A decisive 1898 military action during the Spanish-American War became known as the Battle of San Juan Hill. It was called, at the time, the Battle for San Juan Heights, and it was on the nearby Kettle Hill that Theodore Roosevelt led his famed Rough Riders’ charge. These actions in and around Santiago, on the southern Cuban coast, were crucial to supporting the US military challenge to the Spanish forces.
A major port filled with Spanish ships, Santiago was strategically important to any hopes of US victory. The port was being protected by Spanish troops occupying fortifications strategically ranged along the high elevations overlooking Santiago. The US victory changed the course of the war and re-oriented the career of Theodore Roosevelt.
The assault on the hills took place on July 1, 1898. San Juan Hill had the highest elevation in the area. Aided by machine gun fire that preceded the troops’ charge, the combined army regulars and volunteers of the US Expeditionary Force charged up both hills. Despite numerous casualties and injuries, the Americans defeated the Spaniards. Each side lost about 200 men, but the American wounded numbered about 1,100, compared to fewer than 400 for the Spanish. Because of the defeat on the ground, Cuba’s Spanish governor ordered the fleet to put out to sea. Two days later, American naval forces destroyed it.
This battle turned the tide in the war. On July 17, 1898, the Spanish surrendered Santiago to the United States. In less than a month, the fighting was over in both Cuba and Puerto Rico. Following an armistice signed on August 12, the formal Treaty of Paris, of December 10, officially ended the war. In addition to relinquishing Cuba as a protectorate, Spain ceded Puerto Rico and Guam and sold the Philippines to the United States.
The famed Rough Riders were the 1st Volunteer Cavalry, a unit of the 1st Cavalry, led by Theodore Roosevelt. Roosevelt had been serving as Assistant Secretary of the Navy, but he resigned when war was declared. Obtaining his commission, he personally formed the 1st Volunteer Cavalry, drawing from Arizona, New Mexico, Oklahoma, and Indian Territory. The nickname was a play on the rodeo cowboys of the Buffalo Bill Wild West show.

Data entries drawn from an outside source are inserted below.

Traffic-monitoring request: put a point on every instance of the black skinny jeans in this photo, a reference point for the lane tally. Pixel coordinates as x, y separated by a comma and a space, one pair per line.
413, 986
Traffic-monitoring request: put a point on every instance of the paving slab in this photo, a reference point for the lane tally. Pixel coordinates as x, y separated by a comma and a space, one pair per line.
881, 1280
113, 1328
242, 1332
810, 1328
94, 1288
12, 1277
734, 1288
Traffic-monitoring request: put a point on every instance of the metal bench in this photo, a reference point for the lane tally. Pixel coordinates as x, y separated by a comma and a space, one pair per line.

The battle is important as well for the events it precipitated. For his “extraordinary bravery,” Lieutenant Colonel Theodore Roosevelt, Jr., was later awarded the US Medal of Honor. After the battle made him a household name, his entry into politics seemed natural, but no one could have predicted his rapid rise and the role that tragedy would play. In November 1898, Roosevelt was elected Governor of New York. The following year, he published his book, The Rough Riders, and in 1900, running on the winning ticket with William McKinley, he was elected Vice President. Less than a year later came McKinley’s assassination, and Roosevelt became President.

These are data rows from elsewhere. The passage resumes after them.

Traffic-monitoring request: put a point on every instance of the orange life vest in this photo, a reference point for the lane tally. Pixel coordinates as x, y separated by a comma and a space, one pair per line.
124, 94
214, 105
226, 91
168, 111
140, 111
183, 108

One of the most significant aspects about the military forces’ composition was controversial in its time. Significant numbers of African American soldiers, known at the Buffalo Soldiers, fought in Cuba. As the United States had prepared for, African Americans were divided about military service, in part because blacks could not be officers. Several all-black cavalry units fought in the San Juan Hill battle. Afterward, Roosevelt first praised the courage of the all-black 9th Cavalry as matching his Rough Riders—but later, he attributed the credit to their white officers.